Visitare i Mitrei di Budapest: Aquincum e il museo
Budapest, la capitale dell'Ungheria che tutti conosciamo come meta turistica, ha una storia sorprendentemente antica. Prima che Buda e Pest diventassero la capitale che conosciamo, a nord del centro storico, sulla riva destra del Danubio sorgeva Aquincum, un importante avamposto romano.
Questa città, che oggi giace in gran parte sotto le moderne strade di Budapest, era un tempo un fiorente centro della vita romana, con un anfiteatro, terme, acquedotti e un complesso sistema di strade. E anche un mitreo.
Viaggio ad Aquincum: un sito archeologico unico
Per immergersi completamente nell'antica Aquincum, è necessario spostarsi dal centro di Budapest. Andarci a piedi richiede parecchio tempo, quindi ci sono due alternative.
La prima sono i mezzi pubblici: Google Maps può aiutarvi a trovare la combinazione più efficace. Io ci sono andato in monopattino, usando Dott.
Il parco archeologico si raggiunge facilmente e non è particolarmente esteso. Per noi italiani, abituati a Pompei e a Roma, il sito non offre granché. Si possono vedere le fondamenta di case, strade e edifici pubblici che un tempo animavano questa importante città romana.
Ricordiamoci che Aquincum era un avamposto che segnava il confine dell'Impero. Era un punto strategico fondamentale per la difesa e per il commercio.

Le sorprese degli scavi:
Gli scavi ad Aquincum hanno portato alla luce reperti incredibili. Una delle scoperte più sorprendenti è stato un organo a canne, un vero e proprio strumento musicale dell'epoca romana, che è stato persino ricostruito.
Oltre a questo, sono state ritrovate le fondamenta di due edifici significativi: un mitreo, luogo di culto dedicato al dio Mitra, e la casa di un pittore.
Quest'ultima, in particolare, offre uno spaccato sulla vita dei cittadini più abbienti, mostrando come erano decorate le loro dimore. È incredibile pensare che questi resti siano ancora visibili oggi, testimoni silenziosi di un passato lontano.
Il Mitreo ricostruito
Veniamo alle dote dolenti. Il mitreo Symphorus di Aquincum è stato "ricostruito". In modo molto fedele ai documenti storici, certo, ma pur sempre ricostruito. Vi troverete quindi a visitare un ambiente molto illuminato (e qui ci allontaniamo da ciò che sappiamo di questo culto, che probabilmente privilegiava le ore notturne, la penombra e la luce incerta delle torce) ma a cui va comunque riconosciuto il merito di tentare di rendere un'esperienza.
Al suo interno, i molti reperti originali, spesso frammentari, sono stati combinati, verrebbe quasi da dire "incastonati", in una ricostruzione moderna. L'insieme può piacere o meno, ovviamente.
Gli altri mitrei
In realtà, gli scavi archeologici hanno permesso di identificare altri luoghi di culto dedicati a Mitra, sempre ad Aquincum. Complessivamente, se ne conterebbero almeno sei: l'ultima scoperta risale al 2023. Si tratta quasi sempre di spazi di cui sono rimaste appena le fondamenta e che vengono identificati come probabili mitrei in base ad alcuni elementi architettonici. Purtroppo, il ritrovamento di statue o dipinti murali è assai raro.
Altre testimonianze di Mitra a Budapest
Il Mitreo di Aquincum non è l'unico luogo di interesse per gli appassionati di Mitra.
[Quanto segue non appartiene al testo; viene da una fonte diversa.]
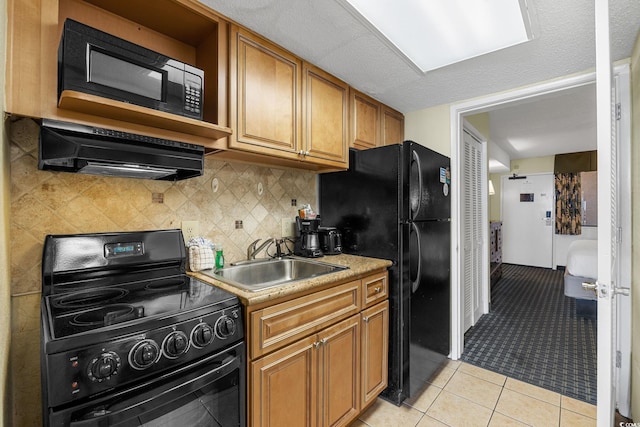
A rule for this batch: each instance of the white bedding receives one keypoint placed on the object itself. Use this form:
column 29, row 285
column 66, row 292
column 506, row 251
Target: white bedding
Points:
column 582, row 258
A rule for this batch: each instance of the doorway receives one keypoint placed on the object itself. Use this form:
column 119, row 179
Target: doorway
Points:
column 458, row 112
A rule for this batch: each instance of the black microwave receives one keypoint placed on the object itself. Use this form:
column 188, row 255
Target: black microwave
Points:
column 94, row 62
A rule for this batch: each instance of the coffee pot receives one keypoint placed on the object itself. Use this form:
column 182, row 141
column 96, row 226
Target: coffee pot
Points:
column 307, row 238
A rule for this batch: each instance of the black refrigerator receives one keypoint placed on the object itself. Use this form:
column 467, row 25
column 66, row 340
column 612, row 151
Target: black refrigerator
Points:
column 393, row 203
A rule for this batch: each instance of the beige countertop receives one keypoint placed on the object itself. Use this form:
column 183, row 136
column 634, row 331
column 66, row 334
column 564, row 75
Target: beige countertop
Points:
column 358, row 266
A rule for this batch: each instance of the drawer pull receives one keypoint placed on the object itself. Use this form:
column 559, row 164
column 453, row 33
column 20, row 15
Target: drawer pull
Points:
column 322, row 342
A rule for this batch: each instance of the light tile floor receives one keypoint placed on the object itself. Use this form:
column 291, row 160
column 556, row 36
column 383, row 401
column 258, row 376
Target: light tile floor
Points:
column 461, row 394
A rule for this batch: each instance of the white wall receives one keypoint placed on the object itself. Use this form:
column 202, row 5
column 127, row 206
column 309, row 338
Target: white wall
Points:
column 5, row 282
column 430, row 127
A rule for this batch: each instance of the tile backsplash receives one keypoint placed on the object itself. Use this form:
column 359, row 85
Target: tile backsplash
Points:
column 227, row 195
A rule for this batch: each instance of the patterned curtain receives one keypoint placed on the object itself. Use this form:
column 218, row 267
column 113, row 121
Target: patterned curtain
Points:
column 568, row 204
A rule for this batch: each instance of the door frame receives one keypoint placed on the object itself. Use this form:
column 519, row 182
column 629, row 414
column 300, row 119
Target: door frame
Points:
column 479, row 105
column 457, row 113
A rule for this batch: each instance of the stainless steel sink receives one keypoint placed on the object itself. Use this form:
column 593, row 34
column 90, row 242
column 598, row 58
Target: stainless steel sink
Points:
column 262, row 274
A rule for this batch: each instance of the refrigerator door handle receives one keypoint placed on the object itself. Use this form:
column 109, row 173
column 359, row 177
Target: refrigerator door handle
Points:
column 415, row 204
column 415, row 284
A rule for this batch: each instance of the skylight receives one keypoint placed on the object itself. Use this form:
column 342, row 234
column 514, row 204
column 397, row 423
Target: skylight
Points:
column 435, row 33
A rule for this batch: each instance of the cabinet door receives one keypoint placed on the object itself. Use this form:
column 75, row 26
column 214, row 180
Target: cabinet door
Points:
column 264, row 95
column 325, row 114
column 392, row 126
column 273, row 327
column 284, row 386
column 365, row 121
column 340, row 372
column 375, row 347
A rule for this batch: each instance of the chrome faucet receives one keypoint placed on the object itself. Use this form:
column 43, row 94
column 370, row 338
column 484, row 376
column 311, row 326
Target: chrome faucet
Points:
column 252, row 250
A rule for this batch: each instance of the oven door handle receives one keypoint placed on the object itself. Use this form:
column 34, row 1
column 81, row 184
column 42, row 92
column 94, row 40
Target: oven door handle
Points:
column 157, row 397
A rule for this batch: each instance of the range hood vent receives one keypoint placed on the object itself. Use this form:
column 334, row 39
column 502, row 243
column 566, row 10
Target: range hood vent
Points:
column 72, row 147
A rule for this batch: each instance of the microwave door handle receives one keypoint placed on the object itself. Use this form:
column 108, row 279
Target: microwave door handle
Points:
column 139, row 404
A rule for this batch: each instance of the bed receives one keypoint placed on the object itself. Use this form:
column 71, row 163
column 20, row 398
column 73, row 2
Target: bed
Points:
column 582, row 266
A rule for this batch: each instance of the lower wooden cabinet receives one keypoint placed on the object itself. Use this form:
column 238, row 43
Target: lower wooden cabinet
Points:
column 314, row 382
column 375, row 345
column 328, row 377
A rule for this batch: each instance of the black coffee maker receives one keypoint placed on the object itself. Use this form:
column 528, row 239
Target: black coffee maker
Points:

Come capita in molti luoghi, infatti, i reperti ritrovati ad Aquincum sono stati in buona parte spostati altrove. E alcune chicche si trovano al Museo Nazionale Ungherese: per inciso, si tratta di una tappa quasi obbligata in una vita culturale a Budapest che si rispetti.
In particolare, mi ha colpito la tauroctonia di Szony, una rappresentazione di Mitra che uccide il toro... in bronzo! La trovate in una grande sala sotterranea dedicata al passato romano. Dovete cercare una colonna espositiva in vetro, che contiene diversi reperti di dimensioni medio-piccole. Fate bene attenzione, perché non è enorme e potrebbe sfuggirvi.

A parte un foro, chiaramente uno sfregio, proprio al centro del volto di Mitra, il resto della rappresentazione è in condizioni ottime e si possono riconoscere tutti gli elementi che conosciamo. Il cane, lo scorpione, il serpente, Cautes, Caupetes etc.
Già che siete in questo museo, godetevi anche il tesoro di Seuso: un insieme di argenteria romana, circa 20 chili di oggetti preziosi, tra cui un supporto per bacili che lascia a bocca aperta. È un esempio incredibile di arte e artigianato dell'epoca. Non è l'unica cosa che brilla, c'è anche una corona che proviene da una tomba reale ungherese, un vero pezzo di storia.